Ничего подобного не видел Днепр-Славутич с тех пор, как по нему проплывали варяги на службу Цареграду и императорам Византии, и до тех часов, когда чубатые «лыцари» запорожцы на своих «дубах» и «чайках» по этому же Днепру выплывали в Черное море, чтобы «окуривать мушкетным дымом» стены этого Цареграда, уже турецкого Стамбула.

Под гром пушек отплыла флотилия с 3 тысячами матросов, нарядно и красиво одетых. Поезд открывали семь нарядных галер, расписанных и убранных с восточною роскошью, комнаты которых и каюты, устроенные на палубах, блистали золотом и дорогими шелками. Одна из галер, которая следовала за царскою и за «Десною», назначена была Кобенцелю и Фиц-Герберту, другая – Сегюру и де Линю, прочие – Потемкину, который должен был встретить поезд, а также его племянникам, а равно Дмитриеву-Мамонову, Нарышкину, министрам, Храповицкому и т. д. Кабинеты, диваны, штофные занавески, письменные столы из красного дерева, музыка на каждой галере, и все это там, на той реке, по которой плавали только казацкие «човны» да развевались по ветру чубы казацкие молодецкие…

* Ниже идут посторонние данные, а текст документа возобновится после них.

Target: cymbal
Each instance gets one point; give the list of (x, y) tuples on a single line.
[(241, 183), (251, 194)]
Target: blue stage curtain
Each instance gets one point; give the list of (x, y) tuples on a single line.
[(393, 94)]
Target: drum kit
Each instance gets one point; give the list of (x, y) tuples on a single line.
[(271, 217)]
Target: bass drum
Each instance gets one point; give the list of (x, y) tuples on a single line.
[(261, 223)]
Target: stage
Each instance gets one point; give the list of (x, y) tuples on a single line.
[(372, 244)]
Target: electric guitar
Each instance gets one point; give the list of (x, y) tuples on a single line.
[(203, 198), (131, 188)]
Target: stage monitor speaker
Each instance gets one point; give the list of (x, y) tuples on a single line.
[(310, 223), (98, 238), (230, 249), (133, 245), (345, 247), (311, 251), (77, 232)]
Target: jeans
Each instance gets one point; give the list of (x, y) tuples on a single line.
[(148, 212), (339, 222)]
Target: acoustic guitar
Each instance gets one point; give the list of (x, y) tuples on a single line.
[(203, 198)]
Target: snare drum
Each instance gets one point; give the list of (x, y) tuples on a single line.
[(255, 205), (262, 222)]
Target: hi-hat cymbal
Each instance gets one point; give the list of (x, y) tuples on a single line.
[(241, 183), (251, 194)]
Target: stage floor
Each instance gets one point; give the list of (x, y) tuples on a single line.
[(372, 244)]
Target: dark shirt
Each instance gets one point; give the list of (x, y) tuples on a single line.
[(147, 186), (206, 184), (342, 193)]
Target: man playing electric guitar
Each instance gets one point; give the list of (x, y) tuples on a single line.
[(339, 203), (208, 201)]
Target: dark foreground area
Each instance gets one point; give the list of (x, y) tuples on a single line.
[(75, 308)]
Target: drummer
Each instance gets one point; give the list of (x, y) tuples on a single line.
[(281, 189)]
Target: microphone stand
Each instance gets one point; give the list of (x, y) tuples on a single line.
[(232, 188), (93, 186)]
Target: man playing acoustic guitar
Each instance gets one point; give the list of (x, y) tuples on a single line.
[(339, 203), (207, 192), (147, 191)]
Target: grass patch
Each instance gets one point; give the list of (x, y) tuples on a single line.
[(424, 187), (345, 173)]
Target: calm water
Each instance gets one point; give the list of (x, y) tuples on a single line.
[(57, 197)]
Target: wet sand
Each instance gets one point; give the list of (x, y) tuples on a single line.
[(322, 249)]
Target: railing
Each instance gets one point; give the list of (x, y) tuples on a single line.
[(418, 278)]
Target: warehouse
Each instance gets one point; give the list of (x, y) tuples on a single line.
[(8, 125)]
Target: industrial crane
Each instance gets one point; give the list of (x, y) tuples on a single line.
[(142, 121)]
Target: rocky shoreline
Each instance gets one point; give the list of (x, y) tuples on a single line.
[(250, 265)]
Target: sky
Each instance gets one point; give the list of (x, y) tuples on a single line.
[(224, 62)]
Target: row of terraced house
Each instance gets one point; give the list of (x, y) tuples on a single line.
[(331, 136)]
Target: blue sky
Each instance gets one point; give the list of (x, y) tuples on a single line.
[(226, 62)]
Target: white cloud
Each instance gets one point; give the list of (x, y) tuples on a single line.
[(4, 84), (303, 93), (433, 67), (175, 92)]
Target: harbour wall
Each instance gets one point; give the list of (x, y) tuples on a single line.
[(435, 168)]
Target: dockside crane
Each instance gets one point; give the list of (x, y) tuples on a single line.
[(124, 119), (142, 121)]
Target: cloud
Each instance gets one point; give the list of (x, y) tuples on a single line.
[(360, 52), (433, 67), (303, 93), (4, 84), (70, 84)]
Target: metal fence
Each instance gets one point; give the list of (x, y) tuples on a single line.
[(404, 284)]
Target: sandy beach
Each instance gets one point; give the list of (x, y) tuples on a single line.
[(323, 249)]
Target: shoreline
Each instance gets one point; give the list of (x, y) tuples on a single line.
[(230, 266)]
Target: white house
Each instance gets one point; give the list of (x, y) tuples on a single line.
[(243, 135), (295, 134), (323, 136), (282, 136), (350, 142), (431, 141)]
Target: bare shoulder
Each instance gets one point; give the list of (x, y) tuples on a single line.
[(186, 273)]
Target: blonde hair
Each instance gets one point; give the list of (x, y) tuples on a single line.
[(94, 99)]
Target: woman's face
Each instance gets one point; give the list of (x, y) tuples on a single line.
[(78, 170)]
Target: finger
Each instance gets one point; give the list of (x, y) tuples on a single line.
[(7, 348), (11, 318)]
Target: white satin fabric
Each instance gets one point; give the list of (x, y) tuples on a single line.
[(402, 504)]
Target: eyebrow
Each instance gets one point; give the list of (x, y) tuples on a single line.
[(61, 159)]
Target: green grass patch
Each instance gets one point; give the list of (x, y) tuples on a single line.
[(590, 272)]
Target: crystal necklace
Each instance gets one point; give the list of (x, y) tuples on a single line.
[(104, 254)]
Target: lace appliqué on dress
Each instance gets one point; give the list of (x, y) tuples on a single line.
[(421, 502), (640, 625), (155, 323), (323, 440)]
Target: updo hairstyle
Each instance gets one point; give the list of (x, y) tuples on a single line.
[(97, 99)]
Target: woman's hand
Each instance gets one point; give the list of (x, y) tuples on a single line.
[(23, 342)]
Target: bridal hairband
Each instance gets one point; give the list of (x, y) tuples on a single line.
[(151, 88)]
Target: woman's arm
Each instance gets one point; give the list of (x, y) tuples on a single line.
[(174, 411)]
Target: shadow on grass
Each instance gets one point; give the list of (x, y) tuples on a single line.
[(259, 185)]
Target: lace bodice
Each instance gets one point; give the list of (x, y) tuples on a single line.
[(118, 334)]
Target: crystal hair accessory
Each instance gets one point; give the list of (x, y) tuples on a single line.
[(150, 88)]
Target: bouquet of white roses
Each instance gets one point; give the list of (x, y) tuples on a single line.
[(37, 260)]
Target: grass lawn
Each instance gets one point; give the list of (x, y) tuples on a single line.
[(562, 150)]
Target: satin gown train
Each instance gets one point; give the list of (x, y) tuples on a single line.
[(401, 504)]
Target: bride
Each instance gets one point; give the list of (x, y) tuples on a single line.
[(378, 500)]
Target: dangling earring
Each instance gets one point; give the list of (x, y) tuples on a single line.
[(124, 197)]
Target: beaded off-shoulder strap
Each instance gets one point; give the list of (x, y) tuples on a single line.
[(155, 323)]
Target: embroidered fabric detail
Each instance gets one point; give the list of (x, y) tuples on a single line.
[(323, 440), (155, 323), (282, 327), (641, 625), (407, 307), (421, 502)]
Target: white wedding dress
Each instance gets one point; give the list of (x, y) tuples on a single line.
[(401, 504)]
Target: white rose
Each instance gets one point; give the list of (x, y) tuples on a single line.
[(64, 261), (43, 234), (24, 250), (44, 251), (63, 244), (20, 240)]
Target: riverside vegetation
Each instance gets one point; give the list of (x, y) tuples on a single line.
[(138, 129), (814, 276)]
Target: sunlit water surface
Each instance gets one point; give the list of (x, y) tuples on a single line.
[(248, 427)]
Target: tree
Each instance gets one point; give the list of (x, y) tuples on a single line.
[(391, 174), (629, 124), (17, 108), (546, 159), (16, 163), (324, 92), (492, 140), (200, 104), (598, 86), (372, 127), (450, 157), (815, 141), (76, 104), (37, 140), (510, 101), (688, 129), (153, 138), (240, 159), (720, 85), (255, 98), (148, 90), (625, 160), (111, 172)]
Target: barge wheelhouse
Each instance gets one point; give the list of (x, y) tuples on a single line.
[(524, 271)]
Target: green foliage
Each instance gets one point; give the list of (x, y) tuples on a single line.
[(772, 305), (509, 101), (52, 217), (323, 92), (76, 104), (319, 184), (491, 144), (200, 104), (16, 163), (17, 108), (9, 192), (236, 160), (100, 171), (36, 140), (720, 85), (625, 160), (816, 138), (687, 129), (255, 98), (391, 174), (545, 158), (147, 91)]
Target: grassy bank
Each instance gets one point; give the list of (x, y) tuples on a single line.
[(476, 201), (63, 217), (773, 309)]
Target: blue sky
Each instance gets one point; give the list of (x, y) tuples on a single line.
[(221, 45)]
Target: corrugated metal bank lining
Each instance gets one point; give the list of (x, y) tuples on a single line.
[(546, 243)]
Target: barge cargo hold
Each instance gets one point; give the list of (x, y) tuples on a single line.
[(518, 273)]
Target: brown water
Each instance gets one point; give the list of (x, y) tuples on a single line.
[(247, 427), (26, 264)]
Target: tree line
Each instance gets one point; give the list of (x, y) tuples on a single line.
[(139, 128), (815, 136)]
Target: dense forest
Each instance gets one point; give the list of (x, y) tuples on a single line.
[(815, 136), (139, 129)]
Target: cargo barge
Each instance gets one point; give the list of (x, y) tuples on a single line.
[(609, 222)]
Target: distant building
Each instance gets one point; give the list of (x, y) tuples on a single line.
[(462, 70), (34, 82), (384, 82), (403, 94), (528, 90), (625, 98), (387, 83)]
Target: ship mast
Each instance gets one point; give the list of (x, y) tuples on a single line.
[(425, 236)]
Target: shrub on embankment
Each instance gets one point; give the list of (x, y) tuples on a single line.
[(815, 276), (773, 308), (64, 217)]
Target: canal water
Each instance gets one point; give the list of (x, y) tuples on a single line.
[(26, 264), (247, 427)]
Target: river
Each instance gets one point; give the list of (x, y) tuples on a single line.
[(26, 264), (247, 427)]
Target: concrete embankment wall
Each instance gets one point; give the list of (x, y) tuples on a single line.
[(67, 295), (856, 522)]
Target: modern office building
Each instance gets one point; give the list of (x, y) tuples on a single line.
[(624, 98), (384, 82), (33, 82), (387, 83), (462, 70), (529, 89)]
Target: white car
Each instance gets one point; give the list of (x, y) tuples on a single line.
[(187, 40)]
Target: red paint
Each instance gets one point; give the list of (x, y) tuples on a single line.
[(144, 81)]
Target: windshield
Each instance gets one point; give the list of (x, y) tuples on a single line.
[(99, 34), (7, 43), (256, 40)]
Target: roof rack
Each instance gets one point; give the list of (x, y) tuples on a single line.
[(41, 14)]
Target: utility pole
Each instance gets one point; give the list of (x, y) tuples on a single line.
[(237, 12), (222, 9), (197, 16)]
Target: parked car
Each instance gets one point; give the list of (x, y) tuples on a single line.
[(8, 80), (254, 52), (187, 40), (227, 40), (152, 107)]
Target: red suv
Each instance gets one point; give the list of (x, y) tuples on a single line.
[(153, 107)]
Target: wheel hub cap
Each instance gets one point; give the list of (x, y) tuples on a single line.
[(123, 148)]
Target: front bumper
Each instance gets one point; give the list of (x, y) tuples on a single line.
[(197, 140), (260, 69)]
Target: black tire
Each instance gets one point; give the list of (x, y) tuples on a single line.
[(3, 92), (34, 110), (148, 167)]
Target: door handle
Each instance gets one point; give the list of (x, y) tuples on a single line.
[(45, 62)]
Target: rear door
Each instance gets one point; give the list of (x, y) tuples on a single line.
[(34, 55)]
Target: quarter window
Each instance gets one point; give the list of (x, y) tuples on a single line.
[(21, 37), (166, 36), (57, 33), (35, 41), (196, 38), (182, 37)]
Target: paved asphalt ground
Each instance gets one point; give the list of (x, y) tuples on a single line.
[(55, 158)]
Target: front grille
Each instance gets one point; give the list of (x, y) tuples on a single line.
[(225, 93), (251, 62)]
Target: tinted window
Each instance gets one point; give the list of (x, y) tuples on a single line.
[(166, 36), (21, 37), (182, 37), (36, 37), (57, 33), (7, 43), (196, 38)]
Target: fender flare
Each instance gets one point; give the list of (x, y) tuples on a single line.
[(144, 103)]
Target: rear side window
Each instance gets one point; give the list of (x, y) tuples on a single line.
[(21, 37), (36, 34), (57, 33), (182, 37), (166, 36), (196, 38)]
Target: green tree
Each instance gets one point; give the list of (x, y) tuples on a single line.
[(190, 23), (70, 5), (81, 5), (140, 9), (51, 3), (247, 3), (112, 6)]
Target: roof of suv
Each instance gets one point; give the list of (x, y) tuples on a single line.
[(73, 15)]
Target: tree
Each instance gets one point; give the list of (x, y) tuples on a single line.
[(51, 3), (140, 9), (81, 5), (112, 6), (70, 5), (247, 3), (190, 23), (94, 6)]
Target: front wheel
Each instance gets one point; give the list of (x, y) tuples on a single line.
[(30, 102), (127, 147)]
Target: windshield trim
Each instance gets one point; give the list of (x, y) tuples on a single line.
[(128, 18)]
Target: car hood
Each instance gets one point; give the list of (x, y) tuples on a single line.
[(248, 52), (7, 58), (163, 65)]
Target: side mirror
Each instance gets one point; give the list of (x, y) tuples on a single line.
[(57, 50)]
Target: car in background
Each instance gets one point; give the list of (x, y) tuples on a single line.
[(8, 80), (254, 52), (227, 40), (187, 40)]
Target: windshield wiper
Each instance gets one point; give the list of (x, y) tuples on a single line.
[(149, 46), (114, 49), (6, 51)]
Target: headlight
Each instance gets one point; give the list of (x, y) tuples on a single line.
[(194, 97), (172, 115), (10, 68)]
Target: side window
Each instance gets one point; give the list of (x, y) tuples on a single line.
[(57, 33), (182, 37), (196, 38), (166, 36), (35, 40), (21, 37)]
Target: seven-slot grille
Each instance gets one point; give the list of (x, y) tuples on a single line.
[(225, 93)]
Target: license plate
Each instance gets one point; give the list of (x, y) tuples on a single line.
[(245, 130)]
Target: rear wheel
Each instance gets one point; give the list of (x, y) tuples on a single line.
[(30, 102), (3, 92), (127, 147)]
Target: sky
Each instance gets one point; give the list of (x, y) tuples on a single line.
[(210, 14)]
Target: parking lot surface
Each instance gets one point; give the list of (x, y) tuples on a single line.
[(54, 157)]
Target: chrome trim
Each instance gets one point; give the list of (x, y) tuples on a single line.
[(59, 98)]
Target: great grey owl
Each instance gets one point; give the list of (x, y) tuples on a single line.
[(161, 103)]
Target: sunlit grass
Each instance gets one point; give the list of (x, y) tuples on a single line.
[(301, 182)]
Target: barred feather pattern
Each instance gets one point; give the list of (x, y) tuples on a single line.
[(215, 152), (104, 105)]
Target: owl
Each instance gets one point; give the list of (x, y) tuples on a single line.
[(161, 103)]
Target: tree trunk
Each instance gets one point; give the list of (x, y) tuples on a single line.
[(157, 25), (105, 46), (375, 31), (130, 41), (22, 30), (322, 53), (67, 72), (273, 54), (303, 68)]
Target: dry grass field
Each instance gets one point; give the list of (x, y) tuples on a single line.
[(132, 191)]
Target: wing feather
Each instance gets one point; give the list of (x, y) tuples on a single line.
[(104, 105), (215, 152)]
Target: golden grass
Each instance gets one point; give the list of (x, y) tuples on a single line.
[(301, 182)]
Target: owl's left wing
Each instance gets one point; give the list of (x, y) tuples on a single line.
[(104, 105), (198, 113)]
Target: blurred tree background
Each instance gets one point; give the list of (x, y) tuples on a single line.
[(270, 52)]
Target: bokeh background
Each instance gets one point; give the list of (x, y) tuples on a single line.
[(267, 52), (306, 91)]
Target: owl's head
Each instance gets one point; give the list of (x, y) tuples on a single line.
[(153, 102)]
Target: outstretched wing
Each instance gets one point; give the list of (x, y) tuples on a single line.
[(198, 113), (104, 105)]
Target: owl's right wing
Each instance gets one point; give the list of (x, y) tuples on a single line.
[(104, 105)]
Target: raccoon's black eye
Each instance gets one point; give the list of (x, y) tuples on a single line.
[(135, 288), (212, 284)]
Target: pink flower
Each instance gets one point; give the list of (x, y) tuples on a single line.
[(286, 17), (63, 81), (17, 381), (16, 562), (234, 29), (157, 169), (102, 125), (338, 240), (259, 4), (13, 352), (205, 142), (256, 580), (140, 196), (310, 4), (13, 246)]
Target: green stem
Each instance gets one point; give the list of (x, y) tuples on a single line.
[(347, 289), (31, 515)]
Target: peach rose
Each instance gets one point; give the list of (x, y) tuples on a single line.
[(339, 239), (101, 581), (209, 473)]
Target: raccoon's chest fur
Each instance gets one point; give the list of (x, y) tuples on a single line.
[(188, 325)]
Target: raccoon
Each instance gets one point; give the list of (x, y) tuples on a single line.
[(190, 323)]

Южная весна блистала чарующим разноцветом. По обеим сторонам Днепра, то там, то здесь, сады, осыпанные как бы розоватым снегом, роскошным цветением яблонь, груш, слив, персиков и абрикосов. Темные леса и перелески, балки и овраги, звенящие голосами всевозможной птицы, заливающиеся в кустах соловьи, звонко курлыкающие по лугам и заводям журавли, высвистывающие и сверкающие на солнце золотом оперения иволги, нежно воркующие горлинки, реющие в воздухе и перекрещивающиеся словно пули в перестрелке стрижи, высоко-высоко плавающие в воздухе с металлическим клекотом орлы, великаны птицы, бабы-пеликаны, плавно шагающие по молодым порослям камышей, дикие гуси и утки стаями – все это ликовало, справляя праздник возрожденной в чарах весны.

Картины сменяются картинами, волшебные чары другими чарами…

Даже трезвый государственный ум Екатерины очарован до вдохновения, до поэтического экстаза, и ее перо, больше привыкшее подписывать указы и смертные приговоры, хотя с прискорбием горькой необходимости, теперь под этими чарами весны и природы перо ее, словно перо юной институтки, выводит на бумаге такие чувствительные строки:

Днесь шумят потоки, тихо ветры веют,Прешироки реки вод плескать не смеют,И струи вод свежих в поле льют,Сладко наполняя землю растворенну,Естество прекрасно обновят,Обольщенны очи, зрящи на вселенну,Нежны чувства те увеселят…Я куда ни погляжу –Там утехи нахожу!..Там поют соловьи,Множа радости мои!..

Хоть поэзией тут и не пахнет, а все же виден порыв выразить поэтично свои «утехи» и «радости»…

А эти «утехи» и «радости» еще более «множил» ловкий «Грицько Нечоса», как называли в Малороссии Григория Александровича Потемкина за его припудренный, пышный парик.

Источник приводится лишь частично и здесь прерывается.